3U-05
シミュレーションによるCACCの渋滞改善効果の調査
○今枝勇太,渡邊 晃,旭 健作(名城大)
ITS(Intelligent Transport Systems:高度道路交通システム)の分野では自動車交通の効率化を主な目的として,1990年代から精力的にさまざまな研究開発が行われてきた.中でも渋滞を改善するための取り組みとして,すでにETCの普及による料金所部での渋滞の改善が図られた.しかし,下り坂から上り坂に変わる道路上の地形の一つである「サグ部」での無意識な減速が原因で後続車両に遅れが伝わり発生する渋滞は改善されておらず自動車交通の効率化における大きな課題となっている.
この「サグ部」で発生する渋滞の対策として車間距離,相対速度から自車の加速度を自動制御する車間距離制御装置(Adaptive Cruise Control:ACC)や,近年開発が進められている前方車両の加速度情報を通信装置で伝達し,相対速度を組み込んだ通信利用協調型車間距離制御装置(Cooperative Adaptive Cruise Control:CACC)がある.これらの技術を使うことで前方車両の減速による遅れの伝播を無くし,渋滞を改善することができる. 

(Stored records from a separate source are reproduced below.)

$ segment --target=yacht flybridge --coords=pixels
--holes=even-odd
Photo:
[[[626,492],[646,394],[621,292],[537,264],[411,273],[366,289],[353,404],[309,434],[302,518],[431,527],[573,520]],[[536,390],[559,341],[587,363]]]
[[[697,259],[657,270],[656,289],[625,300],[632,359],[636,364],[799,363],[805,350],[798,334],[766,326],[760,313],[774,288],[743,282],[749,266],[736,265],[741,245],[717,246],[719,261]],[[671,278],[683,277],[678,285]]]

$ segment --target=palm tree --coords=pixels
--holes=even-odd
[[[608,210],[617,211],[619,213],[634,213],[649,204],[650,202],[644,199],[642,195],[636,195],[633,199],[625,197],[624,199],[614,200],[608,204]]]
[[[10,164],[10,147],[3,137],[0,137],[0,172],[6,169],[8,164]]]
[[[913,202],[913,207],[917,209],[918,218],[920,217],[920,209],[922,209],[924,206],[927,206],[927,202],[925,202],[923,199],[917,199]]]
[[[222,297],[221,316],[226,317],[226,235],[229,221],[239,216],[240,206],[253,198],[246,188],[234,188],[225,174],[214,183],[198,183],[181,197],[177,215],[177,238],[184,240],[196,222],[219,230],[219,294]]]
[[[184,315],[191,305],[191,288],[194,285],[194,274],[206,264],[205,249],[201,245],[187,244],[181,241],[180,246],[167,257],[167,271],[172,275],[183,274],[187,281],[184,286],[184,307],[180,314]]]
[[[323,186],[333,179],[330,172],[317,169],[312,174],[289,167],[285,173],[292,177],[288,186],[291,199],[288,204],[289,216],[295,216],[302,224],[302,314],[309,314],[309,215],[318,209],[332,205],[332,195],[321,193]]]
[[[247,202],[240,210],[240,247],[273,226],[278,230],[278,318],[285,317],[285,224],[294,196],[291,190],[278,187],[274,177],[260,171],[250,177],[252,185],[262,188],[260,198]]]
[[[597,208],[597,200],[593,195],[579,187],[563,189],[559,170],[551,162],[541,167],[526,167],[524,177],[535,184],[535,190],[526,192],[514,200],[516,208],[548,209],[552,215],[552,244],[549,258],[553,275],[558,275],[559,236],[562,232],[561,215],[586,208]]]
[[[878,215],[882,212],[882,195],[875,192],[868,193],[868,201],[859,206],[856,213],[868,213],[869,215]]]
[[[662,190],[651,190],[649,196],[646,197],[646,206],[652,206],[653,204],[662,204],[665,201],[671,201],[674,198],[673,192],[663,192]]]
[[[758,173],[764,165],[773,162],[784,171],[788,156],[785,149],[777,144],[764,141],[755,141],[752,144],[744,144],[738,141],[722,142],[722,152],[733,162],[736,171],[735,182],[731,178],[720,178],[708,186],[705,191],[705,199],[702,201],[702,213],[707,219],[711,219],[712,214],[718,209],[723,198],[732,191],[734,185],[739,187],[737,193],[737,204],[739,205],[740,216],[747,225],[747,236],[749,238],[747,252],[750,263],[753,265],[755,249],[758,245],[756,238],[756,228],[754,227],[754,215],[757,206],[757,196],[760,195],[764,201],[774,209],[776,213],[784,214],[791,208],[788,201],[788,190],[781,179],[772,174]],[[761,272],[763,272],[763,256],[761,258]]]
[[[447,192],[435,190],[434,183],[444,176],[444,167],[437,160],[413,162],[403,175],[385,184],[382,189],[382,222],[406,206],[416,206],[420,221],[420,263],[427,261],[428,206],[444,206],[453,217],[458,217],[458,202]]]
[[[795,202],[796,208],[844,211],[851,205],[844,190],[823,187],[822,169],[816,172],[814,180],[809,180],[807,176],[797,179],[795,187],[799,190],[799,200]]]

既存の研究では,CACCの車両数が4台のみの場合や,車群を形成している車両すべてがCACCを搭載されているという前提があった.本研究ではより現実の道路交通に近づけるため,車群を10台以上で形成し,徐々に普及するであろうCACC搭載車が非搭載車と混在する環境を想定する.そして,先頭車両がある速度から減速し別の速度へ変化した場合,車群の中のCACC搭載車両の比率を変化させてシミュレーションを行い,CACCの普及率による渋滞改善効果と,CACCとACCの事故回避能力の差をシミュレーションにより検証した.